FMRI studies for example use blood flow as a measure of brain activity, this method has the advantage in that we are able to view multiple regions of the brain simultaneously. However researchers have said that blood flow is far too slow, in relation to the neural changes in the brain therefore makes it poor measure, especially with fast changing stimuli such as moving images[2]. FMRI is precarious, it requires participants to remain still for long periods of time as the slightest movement can affect the accuracy of the reading. Single cell recordings are an alternative method, preferred by some researchers because of its high spatial and temporal accuracy. However it requires implanting electrodes into the brain, which presents many ethical issues when experimenting with humans. Also you are only able to monitor a few specific neurons within the brain, therefore it’s difficult to study a wide array of different thoughts which engage a number of different brain areas. This makes gathering information very time consuming and expensive.

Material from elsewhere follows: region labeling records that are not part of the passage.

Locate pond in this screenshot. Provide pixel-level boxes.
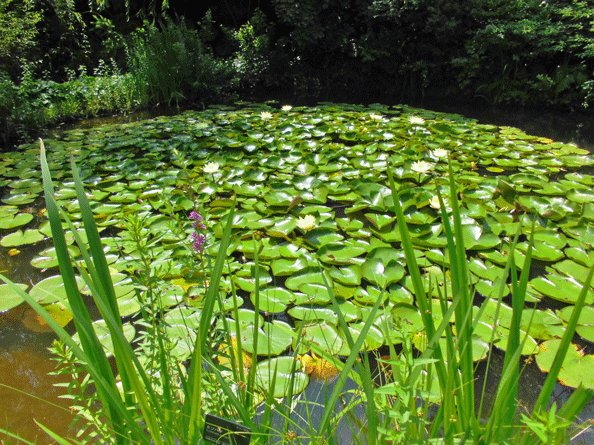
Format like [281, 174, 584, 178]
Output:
[0, 103, 594, 443]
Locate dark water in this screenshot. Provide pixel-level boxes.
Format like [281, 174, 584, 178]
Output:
[0, 102, 594, 445]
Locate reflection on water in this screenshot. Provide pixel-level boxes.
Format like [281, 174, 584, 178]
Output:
[0, 305, 73, 445]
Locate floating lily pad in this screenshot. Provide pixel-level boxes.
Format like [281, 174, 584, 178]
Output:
[256, 357, 309, 398]
[536, 339, 594, 389]
[0, 229, 45, 247]
[0, 283, 29, 312]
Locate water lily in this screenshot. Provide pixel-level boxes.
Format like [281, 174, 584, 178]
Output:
[260, 111, 272, 121]
[433, 148, 448, 158]
[408, 116, 425, 125]
[297, 215, 316, 232]
[410, 161, 432, 174]
[202, 162, 219, 173]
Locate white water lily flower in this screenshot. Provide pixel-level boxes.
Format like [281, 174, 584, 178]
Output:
[410, 161, 432, 174]
[408, 116, 425, 125]
[202, 162, 219, 173]
[433, 148, 448, 158]
[260, 111, 272, 121]
[297, 215, 316, 232]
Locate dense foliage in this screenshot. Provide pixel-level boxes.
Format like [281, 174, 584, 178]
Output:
[0, 0, 594, 142]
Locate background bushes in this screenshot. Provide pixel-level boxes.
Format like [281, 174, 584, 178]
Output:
[0, 0, 594, 144]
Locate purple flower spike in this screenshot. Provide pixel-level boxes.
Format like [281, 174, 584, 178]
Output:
[192, 233, 206, 252]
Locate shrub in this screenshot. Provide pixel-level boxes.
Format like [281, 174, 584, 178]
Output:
[129, 18, 236, 105]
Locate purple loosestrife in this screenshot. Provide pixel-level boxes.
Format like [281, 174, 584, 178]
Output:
[190, 210, 206, 253]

An entirely different approach to mind reading suggested by Thomas Pfister, who is creating a device which detects Microexpressions. A micro expression is a small involuntary facial movement, which can be seen during an emotionally intense moment. This method is quite interesting because it enables us to study emotions, which is something that the previous approach has somewhat ignored. Microexpressions may be useful for identifying when a person is lying, or when they are attempting to conceal an emotion. Some security officials claim to use microexpression to identify lies, or detect suspicious behaviour[5]. However these expressions last approximately 1/25th second, therefore it is very hard for even trained officials to use them with any reliability or accuracy. Pfisters device is currently able to identify lying with approximately 79% accuracy. Alike the previous approach, Pfister is limited by the capabilities of modern technology. Most modern cameras are not fast enough to capture the short lasting microexpressions. Also because these expressions are involuntary it is difficult to induce them in order to gain training/baseline data.

In conclusion, I believe that it is wise to be cautious and to think of the possible implications of such research given it’s potential power. However I feel it’s important to remain realistic and be aware that there are a great number of hurdles to overcome.